Key Design Decisions

  1. Per-connection, not per-database. Each connection has its own CDC mode and can target different tables.
  2. Bytecode-level implementation. CDC instructions are emitted alongside the actual DML bytecode during translation — no runtime hooks or triggers.
  3. Self-exclusion. Changes to the CDC table and
    turso_cdc_version
    table are never captured (checked in
    prepare_cdc_if_necessary
    ).
  4. Schema changes tracked. DDL operations are recorded as changes to
    sqlite_schema
    table.
  5. Binary record format. Before/after/updates columns use SQLite's MakeRecord format (same as B-tree payload).
  6. Transaction-aware. CDC writes happen within the same transaction as the DML, so rollback naturally discards CDC entries.

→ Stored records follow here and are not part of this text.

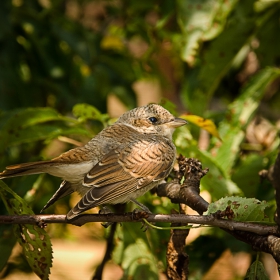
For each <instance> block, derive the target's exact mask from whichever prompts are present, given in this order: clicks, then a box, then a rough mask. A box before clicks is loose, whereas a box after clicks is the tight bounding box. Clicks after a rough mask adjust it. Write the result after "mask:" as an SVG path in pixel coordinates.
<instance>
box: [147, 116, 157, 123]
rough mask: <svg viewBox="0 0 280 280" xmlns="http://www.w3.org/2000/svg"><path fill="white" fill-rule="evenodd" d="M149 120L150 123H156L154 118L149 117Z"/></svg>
mask: <svg viewBox="0 0 280 280" xmlns="http://www.w3.org/2000/svg"><path fill="white" fill-rule="evenodd" d="M149 120H150V122H152V123H156V122H157V118H156V117H150V118H149Z"/></svg>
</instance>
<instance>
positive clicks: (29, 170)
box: [0, 161, 50, 179]
mask: <svg viewBox="0 0 280 280" xmlns="http://www.w3.org/2000/svg"><path fill="white" fill-rule="evenodd" d="M49 164H50V161H38V162H28V163H21V164H15V165H11V166H7V167H6V169H5V170H4V171H3V172H1V173H0V179H5V178H11V177H17V176H22V175H32V174H40V173H45V172H46V168H47V167H48V166H49Z"/></svg>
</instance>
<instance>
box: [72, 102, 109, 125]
mask: <svg viewBox="0 0 280 280" xmlns="http://www.w3.org/2000/svg"><path fill="white" fill-rule="evenodd" d="M73 114H74V116H75V117H76V118H78V119H79V121H80V122H84V121H86V120H89V119H90V120H98V121H101V122H104V120H105V119H106V118H107V115H103V114H101V112H100V111H99V110H98V109H96V108H95V107H94V106H91V105H89V104H85V103H81V104H76V105H75V106H74V107H73Z"/></svg>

  7. Version tracking. CDC schema version is recorded in
    turso_cdc_version
    table and carried in
    CaptureDataChangesInfo.version
    for future schema evolution.
  8. Atomic PRAGMA. Connection CDC state is deferred via
    pending_cdc_info
    in
    ProgramState
    and applied only at Halt. If the PRAGMA's disk writes fail and the transaction rolls back, the connection state stays unchanged.
  9. Per-statement COMMIT (v2). COMMIT records are emitted once per statement (not per row), using
    emit_cdc_autocommit_commit()
    which checks
    is_autocommit()
    at runtime. In explicit transactions, only the final
    COMMIT
    emits a COMMIT CDC record.
  10. Backward-compatible version detection. Pre-existing v1 CDC tables (without
    turso_cdc_version
    ) are detected by checking table existence before creation. Existing tables get
    CdcVersion::V1
    inserted into the version table.
  11. Typed version enum.
    CdcVersion
    enum with
    #[repr(u8)]
    and
    Ord
    /
    PartialOrd
    enables feature gating via integer comparison (
    has_commit_record()
    =
    self >= V2
    ).
    Display
    /
    FromStr
    handles database round-trip.
  12. CDC and MVCC mutual exclusion. Enabling CDC when MVCC is active (or vice versa) returns an error. Checked at PRAGMA set time and journal mode switch time.